In January 2011, under Adegbile's leadership as President of the NAACP Legal Defense Fund, attorneys voluntarily sought out and took over the case of convicted cop killer Mumia Abu-Jamal and assumed the cause of Abu-Jamal inside and outside the courtroom. The case was chosen by Adegbile and the NAACP LDF on the basis of race. Abu-Jamal was unanimously convicted in 1982 of murdering Faulker and was given the death penalty. Adegbile was successful in getting that penalty overturned. If confirmed, Adegbile will be in charge of bringing charges against law enforcement offers and agencies as the head of the DOJ Civil Rights Department.
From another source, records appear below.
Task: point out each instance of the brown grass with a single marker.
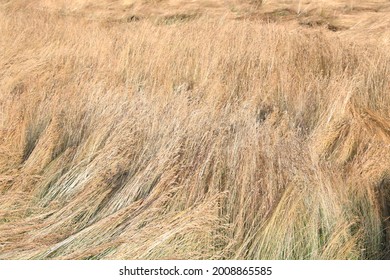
(214, 130)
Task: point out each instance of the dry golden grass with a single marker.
(194, 129)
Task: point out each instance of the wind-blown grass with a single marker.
(209, 138)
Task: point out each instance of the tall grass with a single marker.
(204, 139)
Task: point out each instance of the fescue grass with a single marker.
(201, 137)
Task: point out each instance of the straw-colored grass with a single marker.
(211, 130)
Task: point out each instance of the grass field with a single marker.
(194, 129)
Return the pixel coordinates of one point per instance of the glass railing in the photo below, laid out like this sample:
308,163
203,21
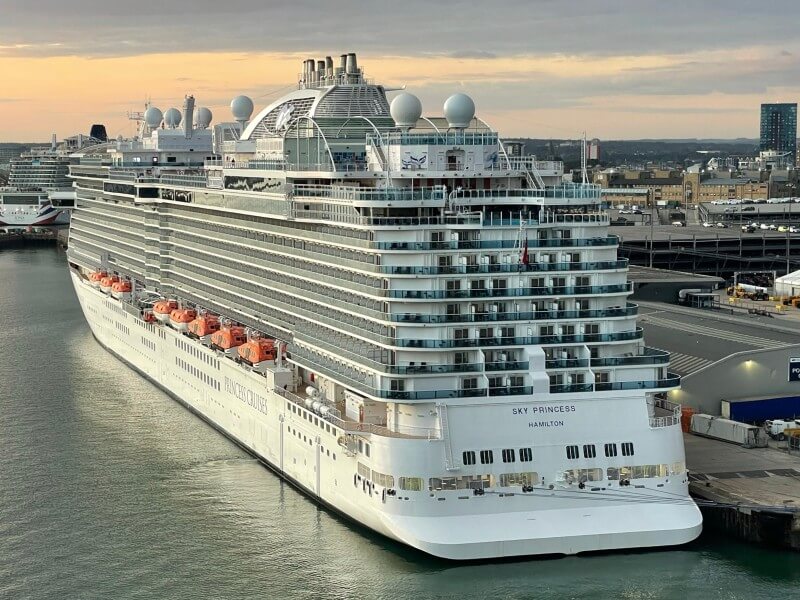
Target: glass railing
447,138
566,363
671,381
650,356
610,240
508,292
507,366
508,268
540,315
570,387
579,338
356,193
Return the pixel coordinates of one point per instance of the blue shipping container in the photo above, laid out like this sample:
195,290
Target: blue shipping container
758,411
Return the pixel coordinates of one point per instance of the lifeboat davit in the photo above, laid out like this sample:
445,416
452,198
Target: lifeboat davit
256,351
228,338
203,326
181,317
106,283
163,308
121,290
95,277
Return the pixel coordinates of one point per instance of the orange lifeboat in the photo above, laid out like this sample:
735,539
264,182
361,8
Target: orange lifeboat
228,337
95,277
203,325
121,289
106,283
181,317
256,351
163,308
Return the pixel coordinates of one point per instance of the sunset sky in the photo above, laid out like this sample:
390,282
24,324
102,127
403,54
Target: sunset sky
634,69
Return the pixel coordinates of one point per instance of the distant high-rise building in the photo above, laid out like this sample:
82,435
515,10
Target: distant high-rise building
779,129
The Fraternal Order of Police, an organization representing more than 330,000 law enforcement officers across the country, credits Adegbile with "turning the justice system on its head with unfounded and unproven allegations of racism," and sent a scathing letter to President Obama earlier this month in opposition to the nomination.
"This nomination can be interpreted in only one way; it is a thumb in the eye of our nation's law enforcement. It demonstrates a total lack of regard or empathy for those who strive to keep you and everyone else in our nation safe in your home and neighborhoods -- sometimes giving their lives in the effort," FOP National President Chuck Canterbury wrote in the letter. "Standing up and fighting against racism wherever and whenever you find it is a brave and admirable endeavor; sometimes standing up against racism entails opposing and exposing cynical opportunism disguised in the name of justice. We will make every effort to point this out in our opposition to this nomination and will do everything we can to defeat it in the Senate. It is our hope, that in the future, you and your Administration will consider candidates with records of fairness and respect to all Americans when selecting nominees for leadership positions at the Justice Department or anywhere else in your administration."